L’autre écrivain est Sasha Filipenko, de 20 ans son cadet, natif de Minsk, en Belarus, et diplômé de l’Université de Saint-Pétersbourg. Ses livres, écrits en russes, sont traduits en plusieurs langues dont le français, aux Éditions des Syrtes : Croix rouges (2018), qui interroge la mémoire du régime communiste, et La traque (2020). Un autre roman, Le Fils d’avant, paraîtra bientôt aux Éditions Noir sur Blanc.

Sasha Filipenko, maxim Ossipov et Nadia Sikorsky (c) Nashagazeta

Malgré leur différence d’âge les deux auteurs ont beaucoup en commun, à commencer par leur engagement politique, leur position civique claire, leur refus d’accepter l’inacceptable et pire, la perte de leurs illusions : ils partagent le triste constat que l’ère du romantisme est terminée.
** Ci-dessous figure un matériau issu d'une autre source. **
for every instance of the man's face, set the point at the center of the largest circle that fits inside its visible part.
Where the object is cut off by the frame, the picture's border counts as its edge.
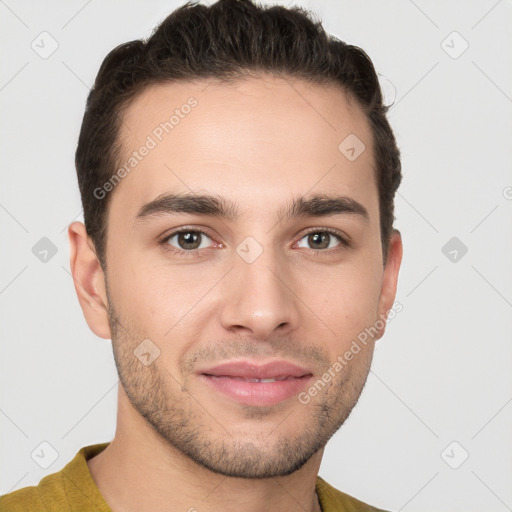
(256, 294)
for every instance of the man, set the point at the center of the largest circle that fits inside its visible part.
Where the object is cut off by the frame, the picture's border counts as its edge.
(237, 174)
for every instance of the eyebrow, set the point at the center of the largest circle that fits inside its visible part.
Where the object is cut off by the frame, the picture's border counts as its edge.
(216, 206)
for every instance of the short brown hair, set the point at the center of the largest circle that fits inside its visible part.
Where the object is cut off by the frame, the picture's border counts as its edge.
(228, 40)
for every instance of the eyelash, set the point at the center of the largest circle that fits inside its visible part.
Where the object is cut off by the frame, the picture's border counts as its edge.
(344, 244)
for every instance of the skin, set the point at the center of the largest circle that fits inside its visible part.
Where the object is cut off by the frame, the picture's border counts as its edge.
(259, 143)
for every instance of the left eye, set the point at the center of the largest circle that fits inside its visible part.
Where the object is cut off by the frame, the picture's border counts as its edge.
(189, 240)
(321, 240)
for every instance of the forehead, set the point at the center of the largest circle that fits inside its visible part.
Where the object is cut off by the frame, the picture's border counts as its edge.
(257, 138)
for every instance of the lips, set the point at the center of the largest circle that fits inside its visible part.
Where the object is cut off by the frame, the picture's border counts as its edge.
(250, 383)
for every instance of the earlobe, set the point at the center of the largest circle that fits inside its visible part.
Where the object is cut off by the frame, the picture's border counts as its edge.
(89, 280)
(390, 277)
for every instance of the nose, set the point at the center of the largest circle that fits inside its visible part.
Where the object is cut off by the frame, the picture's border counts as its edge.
(260, 300)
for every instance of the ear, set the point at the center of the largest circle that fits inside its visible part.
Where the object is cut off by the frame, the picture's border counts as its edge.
(390, 278)
(89, 280)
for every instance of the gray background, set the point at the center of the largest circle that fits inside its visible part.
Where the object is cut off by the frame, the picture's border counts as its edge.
(442, 372)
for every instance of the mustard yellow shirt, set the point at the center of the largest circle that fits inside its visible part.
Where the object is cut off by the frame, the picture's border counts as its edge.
(73, 490)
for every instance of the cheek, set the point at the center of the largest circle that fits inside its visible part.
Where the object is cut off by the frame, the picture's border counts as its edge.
(345, 301)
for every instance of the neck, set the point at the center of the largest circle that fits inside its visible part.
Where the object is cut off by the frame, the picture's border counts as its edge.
(140, 471)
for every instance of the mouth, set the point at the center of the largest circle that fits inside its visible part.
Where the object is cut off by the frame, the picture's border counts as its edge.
(252, 383)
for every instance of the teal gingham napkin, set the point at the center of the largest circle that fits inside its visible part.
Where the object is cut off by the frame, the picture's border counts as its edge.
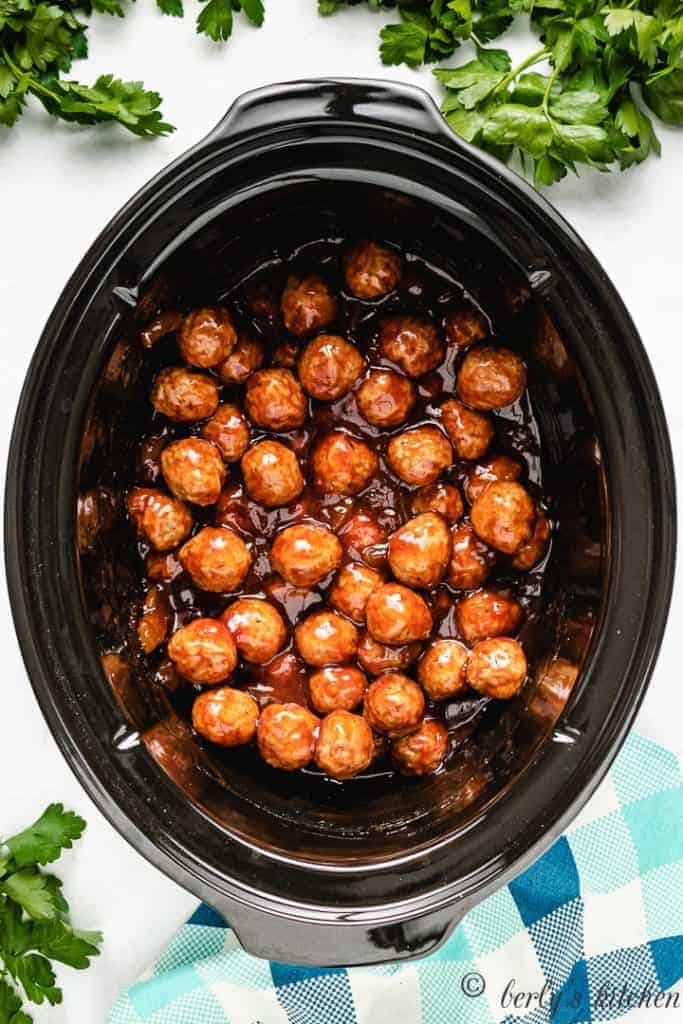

Après tant de déchirures, peut-on encore parler de l’espace post-soviétique dans un contexte autre que géographique ? Comment expliquer l’inertie des Russes et leur hantise du changement ? Comment aider les jeunes à trier la vérité des mensonges dans l’enseignement de l’Histoire, comment concilier les interprétations contradictoires des mêmes faits ? Le changement pour le mieux est-il encore possible ? Finalement, dans le monde russophone, la littérature joue-t-elle encore son même rôle majeur ?

Voici les questions parmi tant d’autres que nous avons discutées – vous avez la possibilité de visionner cette conversation, avec la traduction simultanée en français, et de tirer vos propres conclusions.
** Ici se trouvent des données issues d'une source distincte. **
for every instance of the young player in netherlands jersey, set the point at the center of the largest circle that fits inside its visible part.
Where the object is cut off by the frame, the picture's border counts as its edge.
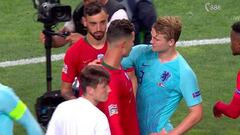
(164, 78)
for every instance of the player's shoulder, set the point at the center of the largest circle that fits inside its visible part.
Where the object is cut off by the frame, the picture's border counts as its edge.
(77, 46)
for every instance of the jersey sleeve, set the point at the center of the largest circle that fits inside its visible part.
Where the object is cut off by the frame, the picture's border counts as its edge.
(69, 70)
(189, 88)
(53, 127)
(102, 127)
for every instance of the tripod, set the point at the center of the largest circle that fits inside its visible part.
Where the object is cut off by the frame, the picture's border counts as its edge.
(47, 103)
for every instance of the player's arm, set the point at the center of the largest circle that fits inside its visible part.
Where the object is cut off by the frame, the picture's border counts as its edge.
(133, 79)
(66, 91)
(194, 116)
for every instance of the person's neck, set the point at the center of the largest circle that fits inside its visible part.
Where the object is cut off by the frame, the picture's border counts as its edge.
(113, 58)
(94, 102)
(98, 44)
(167, 56)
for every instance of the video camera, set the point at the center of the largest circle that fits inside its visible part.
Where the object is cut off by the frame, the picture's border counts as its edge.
(51, 11)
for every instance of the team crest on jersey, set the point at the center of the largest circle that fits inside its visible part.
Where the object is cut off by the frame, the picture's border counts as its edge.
(196, 94)
(65, 69)
(126, 75)
(164, 77)
(112, 109)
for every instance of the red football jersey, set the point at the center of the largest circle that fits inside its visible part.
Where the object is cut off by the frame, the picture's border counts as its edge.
(120, 108)
(78, 56)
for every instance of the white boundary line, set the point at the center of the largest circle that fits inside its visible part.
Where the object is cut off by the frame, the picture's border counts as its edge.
(61, 56)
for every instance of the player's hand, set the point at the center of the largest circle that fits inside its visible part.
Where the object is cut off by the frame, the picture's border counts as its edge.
(216, 109)
(96, 62)
(73, 37)
(163, 132)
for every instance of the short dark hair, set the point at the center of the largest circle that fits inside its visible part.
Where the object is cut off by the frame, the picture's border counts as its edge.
(118, 29)
(236, 27)
(92, 75)
(93, 8)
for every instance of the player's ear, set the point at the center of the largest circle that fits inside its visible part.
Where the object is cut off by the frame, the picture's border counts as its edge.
(171, 42)
(89, 90)
(84, 21)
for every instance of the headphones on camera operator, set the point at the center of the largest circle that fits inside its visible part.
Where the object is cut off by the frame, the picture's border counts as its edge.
(50, 12)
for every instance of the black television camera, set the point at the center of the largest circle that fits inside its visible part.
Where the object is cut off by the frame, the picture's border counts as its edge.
(51, 11)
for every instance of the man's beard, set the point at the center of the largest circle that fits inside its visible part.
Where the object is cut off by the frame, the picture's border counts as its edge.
(98, 35)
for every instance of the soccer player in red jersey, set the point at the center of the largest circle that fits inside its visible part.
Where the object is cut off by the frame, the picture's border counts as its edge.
(120, 108)
(232, 109)
(86, 49)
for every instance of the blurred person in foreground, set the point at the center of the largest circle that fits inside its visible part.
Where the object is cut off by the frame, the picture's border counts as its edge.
(13, 109)
(232, 109)
(164, 79)
(120, 108)
(81, 116)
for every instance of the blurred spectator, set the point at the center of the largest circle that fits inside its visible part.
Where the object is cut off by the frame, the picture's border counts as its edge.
(13, 109)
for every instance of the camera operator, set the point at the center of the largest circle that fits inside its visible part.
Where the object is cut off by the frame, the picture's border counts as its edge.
(76, 28)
Personnellement, ce que je retiens de plus important de cette rencontre c’est qu’un jeune homme brillant, Sasha Filipenko, actuellement en résidence à la Fondation Jan Michalski, hésite à retourner en Belarus où sa sécurité n’est plus garantie.
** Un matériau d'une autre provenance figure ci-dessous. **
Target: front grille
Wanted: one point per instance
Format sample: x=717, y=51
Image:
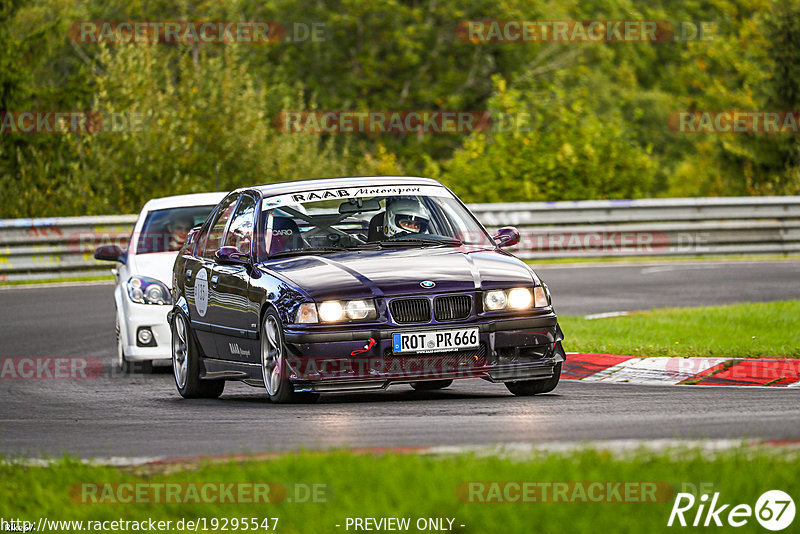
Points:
x=406, y=311
x=452, y=307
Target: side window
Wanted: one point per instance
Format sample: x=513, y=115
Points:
x=240, y=231
x=213, y=240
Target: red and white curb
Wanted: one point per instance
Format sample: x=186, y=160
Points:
x=772, y=372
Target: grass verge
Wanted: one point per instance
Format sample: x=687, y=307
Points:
x=753, y=330
x=413, y=486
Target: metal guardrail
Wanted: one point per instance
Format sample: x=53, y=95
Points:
x=45, y=248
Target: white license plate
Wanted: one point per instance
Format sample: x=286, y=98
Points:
x=435, y=341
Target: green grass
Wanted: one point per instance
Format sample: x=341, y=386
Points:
x=414, y=486
x=750, y=330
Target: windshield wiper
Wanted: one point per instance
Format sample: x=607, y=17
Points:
x=401, y=241
x=301, y=251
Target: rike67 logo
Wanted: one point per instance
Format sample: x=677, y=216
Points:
x=774, y=510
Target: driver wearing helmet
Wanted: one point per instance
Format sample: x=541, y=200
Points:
x=405, y=216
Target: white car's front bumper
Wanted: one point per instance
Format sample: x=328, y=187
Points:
x=154, y=317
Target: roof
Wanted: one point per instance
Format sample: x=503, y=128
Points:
x=281, y=188
x=181, y=201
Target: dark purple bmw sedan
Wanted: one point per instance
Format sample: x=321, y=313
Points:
x=349, y=284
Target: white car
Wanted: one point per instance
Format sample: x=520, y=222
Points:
x=143, y=277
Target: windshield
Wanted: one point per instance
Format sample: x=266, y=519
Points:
x=165, y=230
x=356, y=218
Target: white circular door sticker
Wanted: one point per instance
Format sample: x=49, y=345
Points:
x=201, y=292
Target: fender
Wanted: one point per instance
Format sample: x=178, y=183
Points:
x=181, y=304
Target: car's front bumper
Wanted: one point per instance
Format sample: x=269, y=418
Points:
x=510, y=349
x=153, y=317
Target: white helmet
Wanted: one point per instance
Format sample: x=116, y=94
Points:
x=405, y=216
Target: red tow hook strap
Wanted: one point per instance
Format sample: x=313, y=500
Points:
x=366, y=348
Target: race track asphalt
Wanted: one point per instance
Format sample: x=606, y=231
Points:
x=119, y=415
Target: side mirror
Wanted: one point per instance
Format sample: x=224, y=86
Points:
x=108, y=253
x=507, y=236
x=232, y=256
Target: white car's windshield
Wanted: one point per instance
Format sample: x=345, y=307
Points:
x=166, y=229
x=351, y=218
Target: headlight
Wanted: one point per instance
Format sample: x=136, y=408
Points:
x=144, y=290
x=495, y=300
x=332, y=311
x=518, y=298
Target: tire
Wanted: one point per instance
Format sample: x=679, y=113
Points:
x=526, y=388
x=430, y=385
x=124, y=364
x=273, y=364
x=186, y=364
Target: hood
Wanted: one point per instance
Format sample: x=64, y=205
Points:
x=156, y=265
x=361, y=274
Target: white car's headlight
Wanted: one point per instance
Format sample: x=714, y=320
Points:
x=332, y=311
x=144, y=290
x=518, y=298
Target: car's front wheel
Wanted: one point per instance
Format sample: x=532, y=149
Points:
x=186, y=364
x=526, y=388
x=274, y=368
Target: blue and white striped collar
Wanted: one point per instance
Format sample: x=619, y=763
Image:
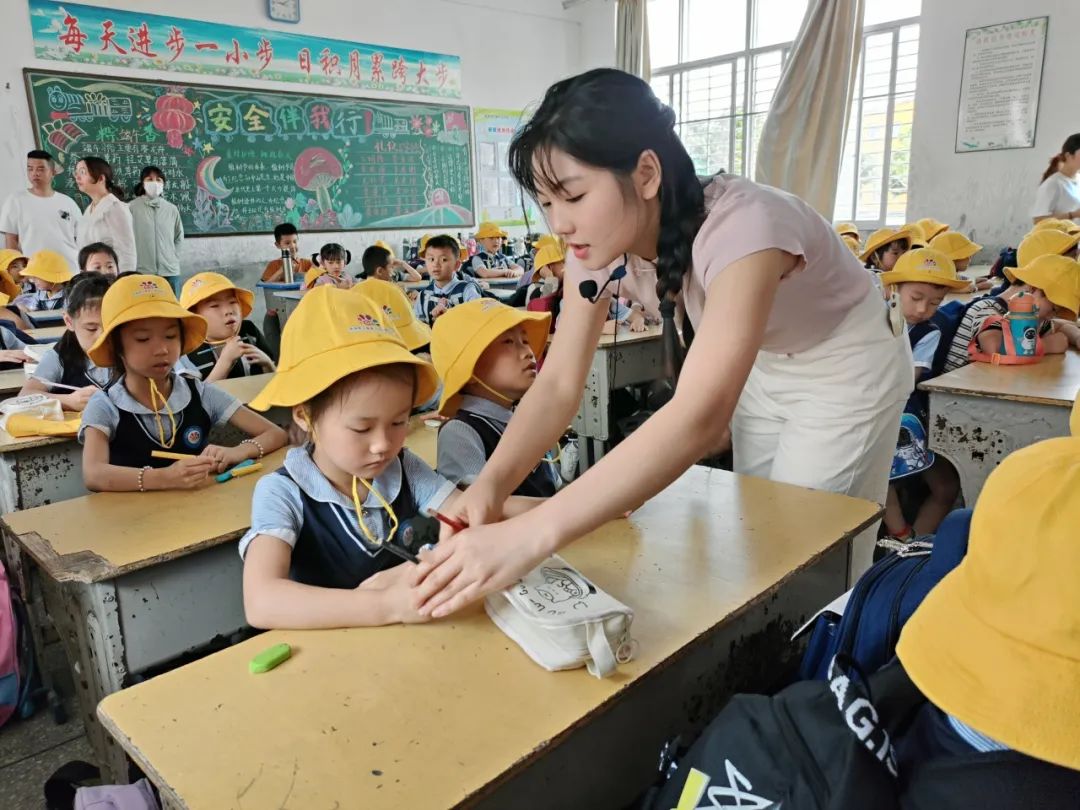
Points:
x=301, y=468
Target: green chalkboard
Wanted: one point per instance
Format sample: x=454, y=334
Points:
x=240, y=161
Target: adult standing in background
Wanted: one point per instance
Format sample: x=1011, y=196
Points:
x=1058, y=196
x=159, y=231
x=40, y=218
x=106, y=219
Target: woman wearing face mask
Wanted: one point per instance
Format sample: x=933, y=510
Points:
x=158, y=229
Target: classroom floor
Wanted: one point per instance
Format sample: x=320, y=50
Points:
x=30, y=751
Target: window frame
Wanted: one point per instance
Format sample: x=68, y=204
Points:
x=742, y=115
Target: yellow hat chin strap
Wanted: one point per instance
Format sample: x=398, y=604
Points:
x=360, y=512
x=490, y=390
x=157, y=396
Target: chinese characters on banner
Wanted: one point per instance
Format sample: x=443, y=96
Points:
x=499, y=196
x=92, y=35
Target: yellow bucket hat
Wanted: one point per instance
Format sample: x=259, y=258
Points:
x=548, y=255
x=48, y=266
x=201, y=286
x=332, y=334
x=489, y=230
x=925, y=265
x=7, y=256
x=882, y=237
x=1045, y=242
x=464, y=332
x=996, y=644
x=1057, y=277
x=137, y=297
x=955, y=245
x=931, y=227
x=395, y=305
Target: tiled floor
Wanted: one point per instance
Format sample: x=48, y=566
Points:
x=30, y=751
Ravi de son expérience à Montricher, il accuse la Suisse et toute l’Europe pour leur indifférence aux événements dans son pays – jusqu’au moment où leurs propres intérêts (à savoir l’avion de Ryanair) ont été touchés.

J’ai déjà soulevé dans ce blog la question des limites de la neutralité. Je crains devoir l’aborder encore.

Nadia Sikorsky

Nadia Sikorsky a grandi à Moscou, où elle a obtenu un master de journalisme et un doctorat en histoire à l’université Lomonossov. Après avoir passé 13 ans au sein de l’Unesco à Paris puis à Genève, et exercé les fonctions de directrice de la communication à la Croix-Verte internationale, fondée par Mikhaïl Gorbatchev, elle développe NashaGazeta.ch, quotidien russophone en ligne.